We implemented this PTrix-style path coverage by making the decoder compute the hash using atom and address packets. The decoder converts EN bits of the atom packets to a “0” and “1” to optimize the hash calculation for better performance.

Benchmark

How efficient are the many optimizations introduced in previous chapters? We conducted a benchmark to measure execution performance.

We chose four fuzzers for the benchmark: AFL++ LTO (instrumentation at build time), AFL++ QEMU, AFL++ CoreSight (edge coverage), and AFL++ CoreSight (path coverage) modes. The target PUT is a simple application void main(void) {}, and we measured the number of executions in 60 s. The PUT is a simple application to ensure that the fuzzers are not affected by the nature of the paths.

# of exec exec/sec
LTO mode 169169 2819.5
QEMU mode 64307 1071.8
CoreSight mode (Edge cov.) 96490 1608.2
CoreSight mode (Path cov.) 99744 1662.4

The results show that both CoreSight modes outperform the QEMU mode. The result of the PTrix-style path coverage mode is slightly higher than that of the edge coverage mode, and this result is consistent with that shown in the PTrix paper. Unfortunately, they cannot outperform the source code instrumented fuzzing because of the CoreSight operation-related overhead. However, we believe that this CoreSight-based binary-only fuzzing method is quite promising because the source code for ARM binaries, especially firmware, is unavailable in most practical situations.

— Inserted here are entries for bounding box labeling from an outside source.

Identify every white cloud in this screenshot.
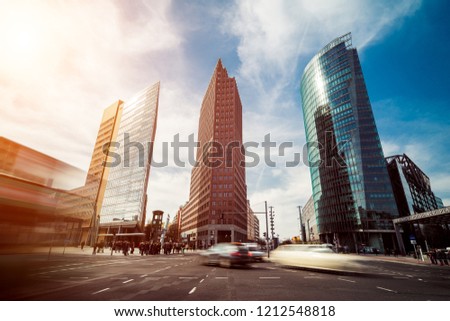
[222,0,420,107]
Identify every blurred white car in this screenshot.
[270,244,366,273]
[244,243,267,262]
[200,242,250,268]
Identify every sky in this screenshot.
[0,0,450,239]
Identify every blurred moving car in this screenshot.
[270,244,366,273]
[244,243,267,262]
[200,242,251,268]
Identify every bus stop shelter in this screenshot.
[393,206,450,255]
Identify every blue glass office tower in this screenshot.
[301,33,398,251]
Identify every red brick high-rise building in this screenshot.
[181,59,247,247]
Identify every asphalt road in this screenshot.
[0,253,450,301]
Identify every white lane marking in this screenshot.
[92,288,109,294]
[377,286,397,293]
[338,278,356,283]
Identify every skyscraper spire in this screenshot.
[181,59,247,247]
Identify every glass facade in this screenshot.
[100,82,159,225]
[301,34,398,250]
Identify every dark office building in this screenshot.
[386,154,439,216]
[301,34,398,251]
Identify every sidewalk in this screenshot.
[1,246,198,257]
[350,254,440,266]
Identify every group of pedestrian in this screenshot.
[80,241,187,256]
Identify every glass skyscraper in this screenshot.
[301,33,398,250]
[100,82,159,227]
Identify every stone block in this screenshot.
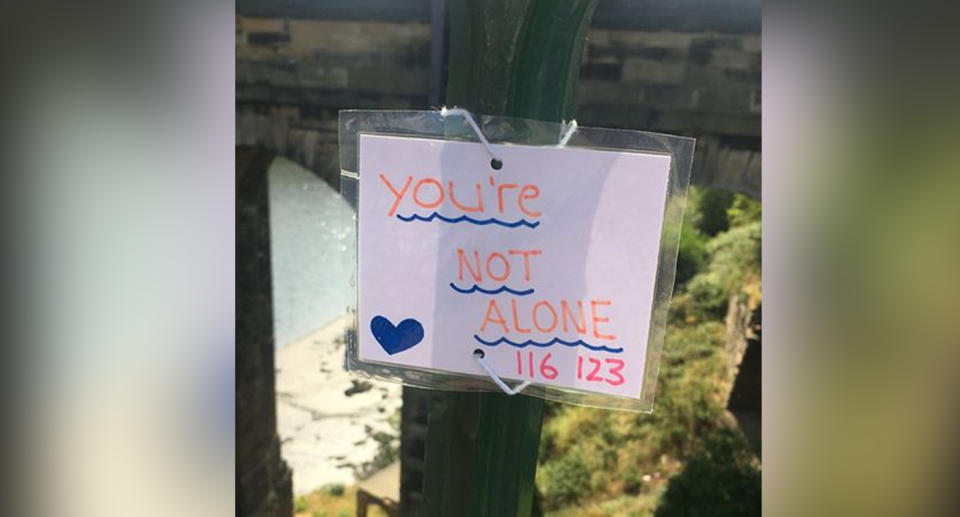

Efficiency of the Path Coverage

We ran the four fuzzers described in the previous section with the PUT shown below to assess the efficiency of the path coverage mode. We measured the number of executions and generated seeds until the first crash occurred. This PUT crashes only if the first ten bytes of the input match aaaaabbbbb. A fuzzer feedback must be path-sensitive for reaching a crash. We performed this PUT based on the toy program from PTrix implementation.

  read(0, src, SIZE);

  for (int i = 0; i < SIZE; i++) {
    if (src[i] == 'a') {
      dst[i] = src[i];
      continue;
    }
    if (src[i] == 'b') {
      dst[i] = src[i];
      continue;
    }
    break;
  }

  if (!strncmp(dst, "aaaaabbbbb", 10)) {
    crash(0);
  }

# of exec # of seeds
LTO mode 153260 11
QEMU mode 144645 12
CoreSight mode (Edge cov.) 146844 16
CoreSight mode (Path cov.) 135308 98

The results show that the CoreSight path coverage mode reaches a crash with the smallest executions in the fuzzers. In addition, the CoreSight path coverage mode generated more seeds than the other fuzzers. This indicates that the path coverage mode is more path-sensitive than the edge coverage modes, as intended.

Conclusions

We introduced our work on binary-only fuzzing using CoreSight. We demonstrated the availability of efficient binary-only fuzzing for ARM, which forms a part of our research on fuzzing. We hope you are safe and stay tuned for more.

Acknowledgements

This project has received funding from the Acquisition, Technology & Logistics Agency (ATLA) under the Innovative Science and Technology Initiative for Security 2021 (JPJ004596). We would like to thank Kaoru Otsuka for the prototype development of this system.